जगदीश खोलिया: Difference between TRUNCATE, DELETE and DROP

Monday, November 21, 2011

Difference between TRUNCATE, DELETE and DROP

Difference between TRUNCATE, DELETE and DROP?

DELETE & TRUNCATE are two TSQL commands used to remove records from a particular table. But they differ in how they execute and operate.
DELETE: (http://msdn.microsoft.com/en-us/library/ms189835.aspx)
- Removes some or all rows from a table.
- A WHERE clause can be used to only remove some rows. If no WHERE condition is specified, all rows will be removed.
- Causes all DELETE triggers on the table to fire.
- It deallocated records row-by-row in transaction logs and thus is slower than TRUNCATE.
- According to MS BOL, if a table is a heap or no clustered index is defined than the row-pages emptied are not deallocated and remain allocated in the heap. Thus no other object can reuse this associated space. Thus to deallocate the space a Clustered index is required or TABLOCK hint should be applied in the DELETE statement.
- Thus it requires more locks and database resources.
- This is a DML command as its is just used to manipulate/modify the table data. It does not change the property of a table.
TRUNCATE: (http://msdn.microsoft.com/en-us/library/ms177570.aspx)
- Removes all rows from a table.
- Does not require a WHERE clause, not allowed here.
- Identity columns are re-seeded on this operation, if no seed was defined then the default value 1 is used.
- No triggers are fired on this operation because it does not log individual rows.
- It deallocates data pages instead of rows in transaction logs, thus is faster than DELETE.
- Thus it also requires less number of locks.
- TRUNCATE is not possible when a table is reference by a Foreign Key or tables used in replication or with Indexed views.
- This is a DDL command as its resets identity columns, deallocates data pages and empty them for use of other objects in the database.
Note: It is a misconception among some people that TRUNCATE cannot be rolled back.
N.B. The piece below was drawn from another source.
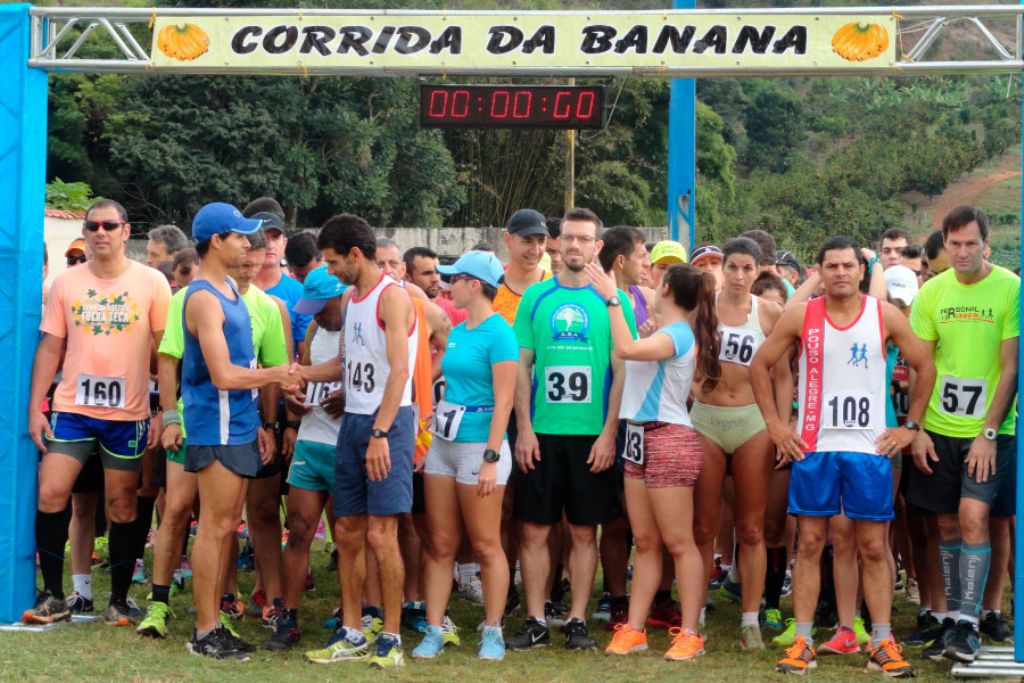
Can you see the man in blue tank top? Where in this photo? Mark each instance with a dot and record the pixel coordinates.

But in reality TRUNCATE operation can be ROLLED BACKED. Thus DELETE & TRUNCATE both can be rollbacked if provided inside a transaction.
DROP: (http://msdn.microsoft.com/en-us/library/ms173790.aspx)
The DROP TABLE command removes one or more table(s) from the database.
- All related data, indexes, triggers, constraints, and permission specifications for those tables are dropped by them operation.
- Some objects like Views, Stored Procedures that references the dropped table are not dropped and must be explicitly dropped.
- Cannot drop a table that is referenced by any Foreign Key constraint.
- According to MS BOL, Large tables and indexes that use more than 128 extents are dropped in two separate phases: logical and physical. In the logical phase, the existing allocation units used by the table are marked for deallocation and locked until the transaction commits. In the physical phase, the IAM pages marked for deallocation are physically dropped in batches.